Publisher’s Clearing House Leans Into Casino-Style Sweepstakes
We had to check our calendar to make sure April Fool's Day was still next week, but the Press Release from Publisher's Clearing House, America's most famous sweepstakes operator, announcing the company was considering entering the social casino industry appears to be authentic.
For the past 70 years, PCH has sold magazine subscriptions. In 1967, it partnered with America's most beloved monthly, Reader's Digest, to begin offering sweepstakes prizes to subscribers. Business boomed, and the company had more than $100 million in revenue by the late 1980s.
Interestingly, though, the company was caught up in its own Sweeps Casino-type scandal as far back as the turn of the century. Many states, just like today, accused the company of misleading consumers about their chance of winning or that buying more subscriptions might lead to better odds at winning what had now become enormous prize pools.
California claimed it had records of more than 5,000 residents who had spent more than $2,500 a piece to enhance their odds of winning at a time when that was still a considerable sum of money. Lawsuits and actions from Attorney Generals poured in throughout the late 1990s, and much like today, an anti-sweep mindset swept through State and Federal legislatures. In fact, many of the state sweepstakes laws that online casino sweeps companies operate under today come from this period.
Even the Federal bill, the Deceptive Mail Prevention and Enforcement Act of 2000, sprang from consumers' frustration during this time frame with what seemed like almost daily mail touting this giveaway or that and promising riches and luxury if you would just take a minute to send off this $20 subscription to Life or Time Magazine. Throughout the 1990s, PCH alone sent out more than 200 million pieces of junk mail every year.
As a quick aside, my grandmother actually won the Publisher's Clearing House in the mid-70s, receiving $50,000 cash, a Ford Mustang, a trip to Hawaii, which she took my mother on, and a washer and dryer. So, it's not to say that there weren't indeed winners, my own family being one of them, but that a large majority of people were paying to play in what amounted to an unlicensed lottery under the guise of magazine subscriptions.
Flash forward to today, and Publishers Clearing House has become an online behemoth. Over a decade ago, they moved most of their sweepstakes and giveaway promotions entirely online. They have their very own search engine, PCH Search and Win, which awards prizes to people who use it. The company then monetizes information about those users, sells them advertising, and uses their registration information to add to its massive database of more than 170,000,000 users.

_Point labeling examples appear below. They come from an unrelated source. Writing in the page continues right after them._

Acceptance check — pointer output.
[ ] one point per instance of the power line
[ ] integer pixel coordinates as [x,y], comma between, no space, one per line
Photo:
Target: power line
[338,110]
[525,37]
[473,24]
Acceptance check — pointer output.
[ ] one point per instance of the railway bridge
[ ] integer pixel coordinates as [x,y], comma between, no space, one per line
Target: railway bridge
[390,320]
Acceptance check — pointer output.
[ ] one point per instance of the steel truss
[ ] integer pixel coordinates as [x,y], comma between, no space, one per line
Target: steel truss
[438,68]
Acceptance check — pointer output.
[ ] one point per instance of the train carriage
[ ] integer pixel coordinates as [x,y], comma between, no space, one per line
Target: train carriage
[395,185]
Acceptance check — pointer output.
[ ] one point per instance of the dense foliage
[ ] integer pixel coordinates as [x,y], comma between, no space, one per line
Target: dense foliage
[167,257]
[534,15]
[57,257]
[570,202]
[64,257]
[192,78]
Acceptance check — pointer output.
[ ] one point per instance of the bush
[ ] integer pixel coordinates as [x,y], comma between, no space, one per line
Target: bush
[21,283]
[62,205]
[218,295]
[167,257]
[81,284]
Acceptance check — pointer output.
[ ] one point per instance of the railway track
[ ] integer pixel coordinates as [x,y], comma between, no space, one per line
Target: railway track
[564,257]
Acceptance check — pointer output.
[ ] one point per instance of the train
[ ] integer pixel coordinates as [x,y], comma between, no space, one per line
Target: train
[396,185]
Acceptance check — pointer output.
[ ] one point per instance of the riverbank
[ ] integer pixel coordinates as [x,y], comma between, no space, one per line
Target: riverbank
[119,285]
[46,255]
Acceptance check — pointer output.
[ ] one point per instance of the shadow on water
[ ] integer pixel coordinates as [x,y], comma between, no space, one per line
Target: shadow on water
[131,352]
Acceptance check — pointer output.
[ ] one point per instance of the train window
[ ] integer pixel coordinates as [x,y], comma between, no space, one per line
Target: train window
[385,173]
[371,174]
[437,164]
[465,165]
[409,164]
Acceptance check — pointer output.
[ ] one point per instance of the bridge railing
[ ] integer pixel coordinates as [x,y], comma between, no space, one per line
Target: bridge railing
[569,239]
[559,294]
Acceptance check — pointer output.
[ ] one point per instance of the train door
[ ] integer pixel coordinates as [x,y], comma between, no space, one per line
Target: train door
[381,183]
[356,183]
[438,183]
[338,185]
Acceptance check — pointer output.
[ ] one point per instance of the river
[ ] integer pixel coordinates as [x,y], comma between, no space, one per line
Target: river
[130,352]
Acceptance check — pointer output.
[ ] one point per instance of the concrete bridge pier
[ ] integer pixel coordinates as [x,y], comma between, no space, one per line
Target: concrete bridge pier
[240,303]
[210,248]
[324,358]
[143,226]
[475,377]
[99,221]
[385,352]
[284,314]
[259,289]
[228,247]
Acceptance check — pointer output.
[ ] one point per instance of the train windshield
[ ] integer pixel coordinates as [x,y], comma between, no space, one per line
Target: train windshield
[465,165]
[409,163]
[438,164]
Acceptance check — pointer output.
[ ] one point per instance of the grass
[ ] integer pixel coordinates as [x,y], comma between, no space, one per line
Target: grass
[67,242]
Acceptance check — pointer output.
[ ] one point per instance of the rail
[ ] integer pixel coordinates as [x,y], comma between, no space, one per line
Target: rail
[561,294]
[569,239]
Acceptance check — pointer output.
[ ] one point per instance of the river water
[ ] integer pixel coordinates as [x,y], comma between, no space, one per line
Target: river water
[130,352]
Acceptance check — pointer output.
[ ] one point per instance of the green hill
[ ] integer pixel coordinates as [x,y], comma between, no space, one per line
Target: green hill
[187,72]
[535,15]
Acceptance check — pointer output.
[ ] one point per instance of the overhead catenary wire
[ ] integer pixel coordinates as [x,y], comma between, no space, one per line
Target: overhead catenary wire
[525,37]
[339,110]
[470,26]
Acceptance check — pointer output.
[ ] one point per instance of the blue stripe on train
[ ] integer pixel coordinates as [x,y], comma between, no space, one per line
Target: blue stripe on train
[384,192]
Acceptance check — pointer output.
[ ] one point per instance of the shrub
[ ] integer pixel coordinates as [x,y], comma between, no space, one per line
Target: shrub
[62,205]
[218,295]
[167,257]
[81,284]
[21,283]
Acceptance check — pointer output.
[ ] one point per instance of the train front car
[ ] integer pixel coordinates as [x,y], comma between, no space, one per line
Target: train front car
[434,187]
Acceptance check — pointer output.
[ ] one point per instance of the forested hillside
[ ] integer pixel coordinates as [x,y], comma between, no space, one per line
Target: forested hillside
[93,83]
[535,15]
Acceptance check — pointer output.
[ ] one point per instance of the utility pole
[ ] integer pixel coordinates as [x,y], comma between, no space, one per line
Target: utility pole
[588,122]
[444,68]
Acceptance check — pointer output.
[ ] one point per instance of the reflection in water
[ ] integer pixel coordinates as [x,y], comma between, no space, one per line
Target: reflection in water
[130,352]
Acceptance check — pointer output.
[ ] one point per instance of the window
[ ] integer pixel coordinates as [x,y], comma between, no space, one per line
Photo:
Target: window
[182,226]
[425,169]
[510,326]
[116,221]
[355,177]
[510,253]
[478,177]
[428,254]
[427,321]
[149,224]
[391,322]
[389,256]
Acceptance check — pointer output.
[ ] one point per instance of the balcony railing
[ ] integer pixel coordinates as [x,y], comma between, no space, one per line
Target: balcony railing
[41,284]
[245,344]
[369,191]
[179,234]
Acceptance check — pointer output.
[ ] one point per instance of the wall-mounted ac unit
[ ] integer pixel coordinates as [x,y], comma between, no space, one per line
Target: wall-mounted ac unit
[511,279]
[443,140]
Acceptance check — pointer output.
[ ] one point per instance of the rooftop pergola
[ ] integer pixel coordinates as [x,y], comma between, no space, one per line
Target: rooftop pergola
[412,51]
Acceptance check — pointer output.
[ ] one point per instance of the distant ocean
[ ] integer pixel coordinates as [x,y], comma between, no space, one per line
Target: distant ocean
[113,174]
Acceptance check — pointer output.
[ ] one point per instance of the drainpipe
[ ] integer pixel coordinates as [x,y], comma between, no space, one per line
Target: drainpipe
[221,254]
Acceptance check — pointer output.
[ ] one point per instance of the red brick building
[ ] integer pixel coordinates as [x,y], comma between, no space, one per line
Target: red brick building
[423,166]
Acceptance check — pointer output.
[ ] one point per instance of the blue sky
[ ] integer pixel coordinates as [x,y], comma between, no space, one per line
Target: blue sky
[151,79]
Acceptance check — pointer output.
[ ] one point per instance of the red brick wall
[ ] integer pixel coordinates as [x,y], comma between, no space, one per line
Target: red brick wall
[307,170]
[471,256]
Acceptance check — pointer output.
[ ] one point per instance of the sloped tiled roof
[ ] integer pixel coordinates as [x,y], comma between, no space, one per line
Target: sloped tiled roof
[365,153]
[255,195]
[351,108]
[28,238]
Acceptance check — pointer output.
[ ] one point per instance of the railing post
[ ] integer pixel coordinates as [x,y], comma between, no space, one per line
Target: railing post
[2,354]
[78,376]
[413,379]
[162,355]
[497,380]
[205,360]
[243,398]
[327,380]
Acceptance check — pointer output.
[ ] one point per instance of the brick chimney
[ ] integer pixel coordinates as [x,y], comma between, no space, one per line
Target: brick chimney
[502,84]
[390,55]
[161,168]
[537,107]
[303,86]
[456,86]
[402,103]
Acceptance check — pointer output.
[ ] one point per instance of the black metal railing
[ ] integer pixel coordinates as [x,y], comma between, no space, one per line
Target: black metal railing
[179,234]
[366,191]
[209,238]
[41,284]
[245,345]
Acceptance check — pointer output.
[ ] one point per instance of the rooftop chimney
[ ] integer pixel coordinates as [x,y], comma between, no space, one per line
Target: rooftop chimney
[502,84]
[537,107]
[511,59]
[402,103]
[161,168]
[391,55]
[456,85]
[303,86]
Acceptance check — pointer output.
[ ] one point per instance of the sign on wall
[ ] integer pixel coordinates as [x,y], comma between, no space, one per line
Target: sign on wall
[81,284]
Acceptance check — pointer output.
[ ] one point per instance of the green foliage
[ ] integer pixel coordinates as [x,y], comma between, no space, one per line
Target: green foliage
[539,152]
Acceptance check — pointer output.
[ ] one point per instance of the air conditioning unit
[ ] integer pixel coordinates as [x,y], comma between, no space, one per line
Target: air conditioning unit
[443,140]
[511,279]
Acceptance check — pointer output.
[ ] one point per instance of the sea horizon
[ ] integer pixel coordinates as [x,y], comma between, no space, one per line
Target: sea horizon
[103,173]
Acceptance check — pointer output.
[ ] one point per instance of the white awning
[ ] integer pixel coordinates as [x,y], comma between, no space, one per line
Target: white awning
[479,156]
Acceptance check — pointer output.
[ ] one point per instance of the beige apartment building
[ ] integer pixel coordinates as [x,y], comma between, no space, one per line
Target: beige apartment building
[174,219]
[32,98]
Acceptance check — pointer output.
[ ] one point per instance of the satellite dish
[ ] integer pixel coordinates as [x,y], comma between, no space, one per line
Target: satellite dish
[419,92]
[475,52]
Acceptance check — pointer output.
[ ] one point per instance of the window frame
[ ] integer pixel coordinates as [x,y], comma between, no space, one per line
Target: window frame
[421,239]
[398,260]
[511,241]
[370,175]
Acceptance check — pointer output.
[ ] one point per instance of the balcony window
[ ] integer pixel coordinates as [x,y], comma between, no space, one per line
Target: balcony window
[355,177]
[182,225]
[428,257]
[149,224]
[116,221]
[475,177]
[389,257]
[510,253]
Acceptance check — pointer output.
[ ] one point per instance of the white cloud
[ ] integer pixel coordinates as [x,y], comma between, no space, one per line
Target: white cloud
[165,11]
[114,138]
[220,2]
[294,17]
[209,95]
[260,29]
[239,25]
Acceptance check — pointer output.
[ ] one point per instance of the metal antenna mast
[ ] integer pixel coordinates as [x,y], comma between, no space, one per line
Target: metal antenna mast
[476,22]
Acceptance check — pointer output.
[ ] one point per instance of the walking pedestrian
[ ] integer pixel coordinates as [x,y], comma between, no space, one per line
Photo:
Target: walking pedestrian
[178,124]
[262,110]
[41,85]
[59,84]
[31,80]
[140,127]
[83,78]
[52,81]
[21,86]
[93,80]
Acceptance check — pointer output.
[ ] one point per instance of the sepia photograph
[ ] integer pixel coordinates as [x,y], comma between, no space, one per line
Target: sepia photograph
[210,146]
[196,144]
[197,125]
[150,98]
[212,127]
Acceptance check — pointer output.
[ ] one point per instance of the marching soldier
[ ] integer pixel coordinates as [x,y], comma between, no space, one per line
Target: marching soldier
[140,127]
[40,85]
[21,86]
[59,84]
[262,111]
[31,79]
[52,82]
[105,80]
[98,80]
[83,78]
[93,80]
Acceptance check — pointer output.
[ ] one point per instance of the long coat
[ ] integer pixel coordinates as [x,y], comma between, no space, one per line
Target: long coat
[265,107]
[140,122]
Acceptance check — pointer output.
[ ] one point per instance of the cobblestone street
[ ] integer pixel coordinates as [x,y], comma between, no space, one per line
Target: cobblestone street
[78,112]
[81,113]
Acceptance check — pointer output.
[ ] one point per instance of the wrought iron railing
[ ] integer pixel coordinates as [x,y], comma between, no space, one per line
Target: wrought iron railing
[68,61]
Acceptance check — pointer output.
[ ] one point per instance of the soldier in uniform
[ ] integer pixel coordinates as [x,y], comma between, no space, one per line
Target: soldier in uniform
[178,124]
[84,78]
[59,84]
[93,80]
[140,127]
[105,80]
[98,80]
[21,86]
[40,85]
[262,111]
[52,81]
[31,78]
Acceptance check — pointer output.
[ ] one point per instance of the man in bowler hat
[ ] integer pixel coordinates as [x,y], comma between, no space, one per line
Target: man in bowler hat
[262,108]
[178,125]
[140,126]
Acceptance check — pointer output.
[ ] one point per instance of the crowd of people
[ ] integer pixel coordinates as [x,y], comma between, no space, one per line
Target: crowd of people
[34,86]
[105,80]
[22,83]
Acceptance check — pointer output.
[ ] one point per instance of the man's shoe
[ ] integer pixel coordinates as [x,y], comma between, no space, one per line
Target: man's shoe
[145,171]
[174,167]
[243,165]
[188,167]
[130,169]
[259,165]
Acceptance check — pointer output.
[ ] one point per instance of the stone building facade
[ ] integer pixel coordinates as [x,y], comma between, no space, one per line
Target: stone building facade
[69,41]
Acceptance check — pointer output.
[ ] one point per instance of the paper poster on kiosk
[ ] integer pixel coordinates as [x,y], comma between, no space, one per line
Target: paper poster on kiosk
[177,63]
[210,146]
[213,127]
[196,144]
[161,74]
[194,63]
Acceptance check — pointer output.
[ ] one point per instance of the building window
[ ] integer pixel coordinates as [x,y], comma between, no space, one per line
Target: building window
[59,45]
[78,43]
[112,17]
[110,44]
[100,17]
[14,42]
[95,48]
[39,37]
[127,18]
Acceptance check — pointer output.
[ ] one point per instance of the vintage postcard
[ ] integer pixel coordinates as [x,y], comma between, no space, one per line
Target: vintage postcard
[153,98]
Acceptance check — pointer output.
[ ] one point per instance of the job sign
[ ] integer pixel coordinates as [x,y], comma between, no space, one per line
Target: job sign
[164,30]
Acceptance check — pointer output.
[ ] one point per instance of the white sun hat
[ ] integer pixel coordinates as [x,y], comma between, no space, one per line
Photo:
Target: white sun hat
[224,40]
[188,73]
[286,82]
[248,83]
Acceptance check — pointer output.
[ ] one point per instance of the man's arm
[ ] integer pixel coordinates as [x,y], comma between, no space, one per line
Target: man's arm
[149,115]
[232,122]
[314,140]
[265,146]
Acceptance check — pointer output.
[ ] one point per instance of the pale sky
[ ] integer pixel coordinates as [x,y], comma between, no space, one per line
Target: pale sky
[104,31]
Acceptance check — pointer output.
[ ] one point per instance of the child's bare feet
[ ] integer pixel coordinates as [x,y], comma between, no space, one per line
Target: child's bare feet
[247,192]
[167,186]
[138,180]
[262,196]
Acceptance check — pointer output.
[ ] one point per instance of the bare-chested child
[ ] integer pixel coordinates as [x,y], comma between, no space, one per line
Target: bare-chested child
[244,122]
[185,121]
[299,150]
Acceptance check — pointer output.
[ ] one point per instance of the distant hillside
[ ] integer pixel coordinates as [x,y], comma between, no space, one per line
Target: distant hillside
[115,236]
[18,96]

They have long dabbled at something very close to the sweeps casino model seen in casinos like McLuck and Hello Millions, with their own sites like Candy Stand and PCH Games. As far back as 2006, they had video poker-like games that one could play on their sites for prizes. So, this week's announcement that they would partner with SCCG to explore further social gaming monetization shouldn't come as a complete surprise.
SCCG Management has more than thirty years of experience advising and connecting iGaming operators and social casino owners with strategic partners. SCCG is expected to connect PCH with top sweepstakes casino operators, many of whom are eager to access the company’s unrivaled brand recognition and database of 170 million users.
All of whom have already shown a propensity to sign up for sweepstakes-type promotions and prize pools in the past. And apparently not concerned with the fact that the current odds to win the PCH 50k a Week For Life Drawing are at 6.2 billion to 1. A list like that may prove quite valuable, but with many state legislatures once again up in arms, PCH may have felt it was now or never in order to get top dollar for it.